A new research report released by the San Francisco Federal Reserve Bank points out that most of the United States due to the impact of the Communist virus (New Coronavirus) Epidemic and stop in-person classes, may bring a long-term blow to the U.S. economy.
According to Reuters 16, the report said that most of the Time the U.S. schools only online, face-to-face classroom time is only very little, leading to an increase in the number of dropouts, while the number of college graduates will be reduced; according to the San Francisco Federal Reserve Bank researchers late last year, the number of secondary school students who will not go on to college after graduation will increase by 1%, so the U.S. output in the next 70 years may fall by an average of 0.25 percent, and the blow to the economy could peak in 2045 with an annual loss of slightly less than $150 billion.
Researchers at the San Francisco Fed (John Fernald, Huiyu Li, and Micthell Ochse
) said that as the disparity between rich and poor worsens, low-income Family members are more likely to drop out of school; they believe that the extent of economic damage depends on how quickly the economy recovers and how many people’s Education is affected.

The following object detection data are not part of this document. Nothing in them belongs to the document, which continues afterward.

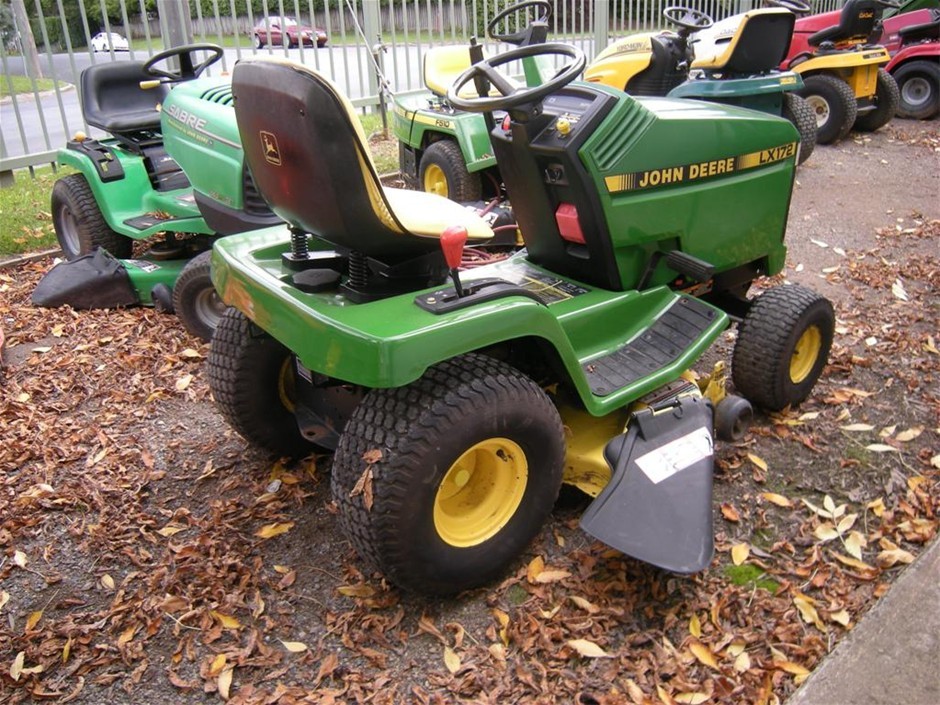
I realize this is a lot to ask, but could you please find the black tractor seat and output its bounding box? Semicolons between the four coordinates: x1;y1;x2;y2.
81;61;170;141
898;10;940;44
232;57;493;300
692;8;796;76
806;0;884;47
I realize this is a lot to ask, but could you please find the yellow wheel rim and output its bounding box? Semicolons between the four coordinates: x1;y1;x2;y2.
790;326;822;384
434;438;529;548
277;355;294;414
424;164;447;198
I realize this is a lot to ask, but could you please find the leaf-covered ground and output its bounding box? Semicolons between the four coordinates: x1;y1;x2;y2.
0;124;940;705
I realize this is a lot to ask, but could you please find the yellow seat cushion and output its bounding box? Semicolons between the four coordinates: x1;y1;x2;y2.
384;187;493;240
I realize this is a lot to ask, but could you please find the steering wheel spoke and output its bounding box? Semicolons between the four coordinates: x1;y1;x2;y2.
144;44;224;83
447;44;587;113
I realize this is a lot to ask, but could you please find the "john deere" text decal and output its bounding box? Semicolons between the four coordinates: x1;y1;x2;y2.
604;142;797;193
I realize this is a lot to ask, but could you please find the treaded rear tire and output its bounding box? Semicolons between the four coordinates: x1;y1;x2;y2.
894;59;940;120
783;93;816;164
207;308;316;457
52;174;134;260
799;74;858;144
855;68;901;132
173;250;225;342
332;354;565;594
731;285;835;411
418;139;483;203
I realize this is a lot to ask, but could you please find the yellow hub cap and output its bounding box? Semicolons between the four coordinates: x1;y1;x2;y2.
424;164;447;198
790;326;822;384
277;355;294;414
434;438;529;548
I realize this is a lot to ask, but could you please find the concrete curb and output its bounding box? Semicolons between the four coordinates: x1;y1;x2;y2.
786;539;940;705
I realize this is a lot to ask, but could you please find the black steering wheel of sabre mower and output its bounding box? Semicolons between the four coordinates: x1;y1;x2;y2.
447;43;587;113
764;0;811;15
144;44;223;83
663;5;715;32
486;0;552;45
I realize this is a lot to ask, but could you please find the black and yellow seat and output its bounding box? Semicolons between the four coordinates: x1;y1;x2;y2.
232;58;493;299
424;44;517;97
81;61;170;136
692;8;796;75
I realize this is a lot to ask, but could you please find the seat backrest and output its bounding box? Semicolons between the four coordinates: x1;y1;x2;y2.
232;57;440;259
81;61;170;135
692;8;796;75
806;0;884;47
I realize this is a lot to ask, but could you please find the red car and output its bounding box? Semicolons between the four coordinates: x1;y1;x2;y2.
251;17;327;49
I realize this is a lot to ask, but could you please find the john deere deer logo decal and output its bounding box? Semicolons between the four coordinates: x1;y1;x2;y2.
260;130;281;166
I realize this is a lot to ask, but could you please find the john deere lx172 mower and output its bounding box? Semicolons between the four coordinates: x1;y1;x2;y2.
33;44;280;340
208;44;834;593
584;0;816;164
781;0;898;144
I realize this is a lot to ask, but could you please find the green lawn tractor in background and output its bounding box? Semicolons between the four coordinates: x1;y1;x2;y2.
780;0;899;144
208;44;834;593
33;44;280;340
392;0;554;203
584;0;816;163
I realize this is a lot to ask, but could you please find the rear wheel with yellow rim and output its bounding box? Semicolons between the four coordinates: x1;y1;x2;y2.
207;308;318;456
332;354;565;594
418;139;483;203
731;285;835;411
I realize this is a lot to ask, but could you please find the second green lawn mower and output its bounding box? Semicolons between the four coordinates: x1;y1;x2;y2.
32;44;280;340
584;0;816;164
208;44;834;593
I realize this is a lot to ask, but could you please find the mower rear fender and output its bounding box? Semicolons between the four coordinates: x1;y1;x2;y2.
669;71;803;103
57;146;212;240
212;227;728;416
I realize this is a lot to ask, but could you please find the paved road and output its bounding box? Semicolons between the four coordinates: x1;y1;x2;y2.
0;45;427;157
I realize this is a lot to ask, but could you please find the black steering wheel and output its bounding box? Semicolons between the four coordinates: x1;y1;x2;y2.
447;43;587;113
144;44;224;83
663;5;715;32
486;0;552;46
764;0;811;15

In addition, the president of the Kansas Federal Reserve Bank George (Esther George) said today, even if the Chinese Communist virus (new coronavirus) epidemic is under control, the U.S. economy began to recover, but people and businesses still have to face the inability to pay debts, the economy is likely to be hit. Therefore, she feels it is important to maintain fiscal policy until the blow of the epidemic has completely passed.
George believes that as the U.S. economy recovers, there will be upward pressure on prices as consumers’ willingness to shop rises, but it is not believed to pose a major problem.